Add to that: there is little past experience with the vaccine, known as Jynneos in the US, being used against this disease. It has only been approved by the United States Food and Drug Administration in 2019, mainly for the prevention of smallpox in case this virus – eradicated from circulation by an earlier vaccine, but preserved in two laboratories – is used as a biological weapon. Jynneos has been studied for safety in humans, but has never been tested for effectiveness against monkeypox in humans; these estimates are based on animal labor. It was never commercially available in the United States, but was instead kept in the National Strategic Stockpile as a safer alternative to this older smallpox vaccine, which can cause dangerous reactions in people whose system immune system is damaged. It was only communicated to the health services that the rare occasions when an infected traveler accidentally brought the virus to the United States.
As a result, “we don’t have any estimates of vaccine efficacy, given the modes of transmission we’re dealing with, which are very different from the modes of transmission we traditionally see,” says Rimoin.
Now, of course, Jynneos is given everywhere, but it is too early to draw conclusions about the degree of immunity created by these injections.
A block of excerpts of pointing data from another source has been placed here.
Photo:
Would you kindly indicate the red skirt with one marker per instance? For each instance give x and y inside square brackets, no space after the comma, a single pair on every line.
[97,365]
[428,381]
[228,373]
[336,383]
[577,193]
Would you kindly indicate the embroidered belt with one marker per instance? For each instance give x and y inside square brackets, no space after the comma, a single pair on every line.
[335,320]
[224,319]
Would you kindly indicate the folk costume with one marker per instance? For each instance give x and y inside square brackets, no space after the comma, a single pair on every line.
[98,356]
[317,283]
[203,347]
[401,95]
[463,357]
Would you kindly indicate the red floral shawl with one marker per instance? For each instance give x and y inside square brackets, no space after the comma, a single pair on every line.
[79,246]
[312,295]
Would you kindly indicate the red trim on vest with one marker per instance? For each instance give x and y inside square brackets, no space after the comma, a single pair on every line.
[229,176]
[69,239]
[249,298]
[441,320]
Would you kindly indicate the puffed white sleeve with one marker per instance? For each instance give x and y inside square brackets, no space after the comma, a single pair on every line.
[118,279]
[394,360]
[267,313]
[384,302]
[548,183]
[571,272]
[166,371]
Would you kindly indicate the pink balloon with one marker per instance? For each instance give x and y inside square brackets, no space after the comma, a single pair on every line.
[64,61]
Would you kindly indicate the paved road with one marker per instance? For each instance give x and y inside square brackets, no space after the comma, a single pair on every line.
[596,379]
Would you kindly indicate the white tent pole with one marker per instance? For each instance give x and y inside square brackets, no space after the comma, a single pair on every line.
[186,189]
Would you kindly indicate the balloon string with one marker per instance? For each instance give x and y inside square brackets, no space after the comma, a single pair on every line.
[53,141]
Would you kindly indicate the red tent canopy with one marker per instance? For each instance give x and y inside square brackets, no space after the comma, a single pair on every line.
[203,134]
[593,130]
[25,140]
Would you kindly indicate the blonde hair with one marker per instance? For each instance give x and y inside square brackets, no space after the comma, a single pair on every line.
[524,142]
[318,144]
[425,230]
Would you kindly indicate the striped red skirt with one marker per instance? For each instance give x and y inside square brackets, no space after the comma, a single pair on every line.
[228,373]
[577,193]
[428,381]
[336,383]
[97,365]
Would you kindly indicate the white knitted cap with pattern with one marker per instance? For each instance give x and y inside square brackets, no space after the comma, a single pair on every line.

The vaccination campaign was uneven: At first, there was so much demand in major coastal cities that men lined up for hours, online dating dashboards filled up in minutes, and for stretching supplies, clinics were withholding second doses that lock in immunity. In response, the White House proposed a dose-sharing strategy that increased availability, but at the cost of a different injection technique that some healthcare workers were unfamiliar with. Today, clinics in cities overwhelmed by the first wave, such as New York, are showing thousands of new appointments regularly and are able to give second doses.
In some areas, indeed, there may be an oversupply. “Our demand has gone down dramatically,” says Philip Huang, a physician and director of the Dallas County Department of Health and Human Services in Texas. “We have empty appointments every day. We give second doses.
Health departments have based their appointment offers and vaccine allocation requests on their idea of the number of men who have sex with men living in their communities, so these open appointments suggest that not everyone eligible for protection may receive it. They may not know they are at risk, they may fear the stigma of moving forward, or they may not know the vaccine is available because overburdened health services do not have the time or staff to craft specific messages to hard-to-reach groups. . “We are still in an active public health emergency, a pandemic response, and our health service personnel are tirednesssays Lori Tremmel Freeman, CEO of the National Association of County and City Health Officials.
And during a briefing at the White House this morning, federal health officials acknowledged that those departments were running out of money to create their campaigns, in some cases transferring money from HIV programs. and STDs to pay for vaccinators and promote education. “Our local jurisdictions have not received any specific resources for monkeypox,” CDC Director Rochelle Walensky said. “This speaks to the need for additional funds.”